Sunday, July 11, 2010

Review - Women Without Men (Zanan-e bedun-e mardan)

Shirin Neshat is an artist whose career has been built upon photography and installation works, but making a feature film, which she is doing for the first time with Women Without Men, is a very different beast. That's a lesson Neshat appears to have learned to her cost, producing a film which is faultless on a visual level but one sadly lacking in the cohesion and momentum that a full-length narrative requires. It remains a fascinating piece of work, though, and Neshat's undeniable mastery of composition ensures individual sequences have a truly mesmerising quality. Neshat's theme is the plight of women in Iranian society, and her adaptation of Shahrnoush Parsipour's novel follows four very different females as they escape their patriarchal society and withdraw into a self-contained sanctuary. What a shame the director is incapable of bringing these characters to life in a way that would allow us to fully engage with them.

Neshat opens her film with a death, as Munis (Shabnam Toloui) floats through the air having decided to leap from a rooftop to end the misery of being a virtual prisoner under her brother's command. He wants her to marry and live as a good wife, but she's more interested in becoming politically engaged, as the UK and US-backed coup d'état of 1953 takes place in the streets outside. Her best friend Faezeh (Pegah Ferydoni) is a devoutly religious woman secretly in love with Munis' brother, and when she visits the family home to pay her respects, she finds herself being called into the garden by her late friend's voice. She digs Munis up, allowing her body to rise and her spirit to walk away from her grave and into the streets, where she can finally fulfil her political aspirations by joining a group of student protestors.
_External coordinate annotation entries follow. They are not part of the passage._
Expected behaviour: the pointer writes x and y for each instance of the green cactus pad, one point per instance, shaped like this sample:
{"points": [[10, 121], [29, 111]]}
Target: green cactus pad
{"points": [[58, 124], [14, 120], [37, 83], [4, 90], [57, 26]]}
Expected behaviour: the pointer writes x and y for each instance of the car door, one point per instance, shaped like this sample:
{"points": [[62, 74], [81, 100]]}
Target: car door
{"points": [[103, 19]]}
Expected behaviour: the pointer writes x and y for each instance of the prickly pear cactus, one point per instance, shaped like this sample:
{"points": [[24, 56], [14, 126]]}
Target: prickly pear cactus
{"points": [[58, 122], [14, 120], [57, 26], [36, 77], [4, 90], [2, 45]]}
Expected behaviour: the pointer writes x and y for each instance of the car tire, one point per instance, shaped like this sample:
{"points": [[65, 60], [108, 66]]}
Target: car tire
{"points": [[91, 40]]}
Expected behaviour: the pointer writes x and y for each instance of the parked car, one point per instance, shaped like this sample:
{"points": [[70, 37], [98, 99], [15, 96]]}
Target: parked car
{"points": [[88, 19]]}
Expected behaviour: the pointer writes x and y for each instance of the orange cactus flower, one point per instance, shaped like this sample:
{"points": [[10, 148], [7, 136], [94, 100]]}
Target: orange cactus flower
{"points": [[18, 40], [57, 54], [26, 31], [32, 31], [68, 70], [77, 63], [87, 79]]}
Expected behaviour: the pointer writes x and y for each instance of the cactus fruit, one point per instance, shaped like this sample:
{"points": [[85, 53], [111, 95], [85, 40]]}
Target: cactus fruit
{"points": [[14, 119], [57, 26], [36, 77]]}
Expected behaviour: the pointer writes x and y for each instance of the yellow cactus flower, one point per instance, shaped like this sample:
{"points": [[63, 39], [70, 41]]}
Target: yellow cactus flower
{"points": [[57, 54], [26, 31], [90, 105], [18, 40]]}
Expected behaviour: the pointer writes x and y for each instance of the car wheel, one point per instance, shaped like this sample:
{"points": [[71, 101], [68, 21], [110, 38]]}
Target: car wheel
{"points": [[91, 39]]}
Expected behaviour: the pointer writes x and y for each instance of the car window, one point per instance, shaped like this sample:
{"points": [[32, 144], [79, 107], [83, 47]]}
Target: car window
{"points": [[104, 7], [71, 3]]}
It is around this point that we realise Women Without Men is not a strictly realistic film, and these magical, ghostly elements allow Neshat and her co-director Shoja Azari to conjure some beautiful images. The film's most vivid sequences occur in the secluded orchard that Faezeh wanders into after being raped, a sanctuary for women who have suffered at the hands of men. This location is shot in a hypnotic and hallucinatory fashion that recalls the work of Andrei Tarkovsky, and I initially wondered whether this orchard was supposed to represent some kind of afterlife. When Faezeh arrives there, she discovers two other women who have escaped the city for the comfort of this isolated spot. Fakhri (Arita Shahrzad) bought the orchard after leaving her domineering military husband, and Zarin (Orsolya Tóth) is an emaciated prostitute who has run away from the brothel she was silently suffering in.

The actresses playing these roles (particularly the enigmatic Tóth) all give convincing performances, but their characters lack dimensions and Neshat doesn't seem sure how to develop them beyond our initial impressions of them. Faezeh lets her hair down and Zarin starts to look a little healthier, but that's about it, and the film as a whole seems lacking in a real sense of purpose. There's a disconnect between the story of the three women at the orchard on one hand and the ghostly wanderings of Munis on the other, with Neshat's climactic dovetailing of these strands failing to gel. As a filmmaker, she is a creator of stunning images, and there are some brilliant moments here. I was particularly struck by a sequence in a bathhouse, when Zarin draws blood as she tries to scrub away the stain of her past life, or the shot of Munis as the sole female face in a crowd of protesting males. However, the true test of a director is the ability to make stunning individual elements fit into a whole, creating a cohesive, satisfying drama. Women Without Men fails that test, but Neshat has the eye and the ambition of a real artist, and she may strike a finer balance in future projects.